Terminamos el paseo volviendo a la ciudad por una zona algo más marginal, donde varios niños jugaban a la pelota.
Me acerqué a ellos y saqué de mi mochila una bolsa de juguetes y material escolar sin usar que había traído de casa.
Cuesta decir esto, porque la cantidad de emociones que me ha transmitido este viaje ha sido inmensa, pero si tuviera que quedarme con un momento, sería con este. Ver la cara de ilusión que ponían los niños cuando les entregaba un pequeño animal de juguete o unos rotuladores de colores, me partió el corazón en pedazos.
Todos daban saltos a mi alrededor mientras me llamaban “tito” (en árabe, pero Kaoutar lo tradujo), pidiendo por favor que no me fuera sin darles algo también a ellos.
Cuando nos reunimos con el resto de compañeros marroquíes y españoles, pasamos todos juntos los últimos momentos del día, deseando que no pasaran las horas, pues a la mañana siguiente tendríamos que partir.

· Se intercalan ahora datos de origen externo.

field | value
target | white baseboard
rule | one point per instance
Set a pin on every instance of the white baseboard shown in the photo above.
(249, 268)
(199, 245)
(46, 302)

Pero amaneció el Sábado, y llegó el momento de la despedida.
Nuestros amigos marroquíes nos despidieron con regalos, como pulseras que nos colocaban de imprevisto, llaveros con forma de babucha o bonitas postales firmadas.
Cuando el vehículo que nos llevaría al puerto de Tánger estaba listo, tuvimos que separarnos. Nos despedimos sabiendo que conservaríamos un fuerte vínculo, fortalecido por todo lo vivido en esos seis días.
Seis días que, aunque supieron a poco, bastaron para conocer a una gente maravillosa que nos abrió su corazón, forjando una relación de la que surgieron amistades para siempre, recuerdos inolvidables e incluso amores fugaces e imposibles.
¡Muchas gracias a todos!
No puedo más que agradecer la oportunidad que he tenido de formar parte de este proyecto a todas las personas que han organizado y formado parte del mismo.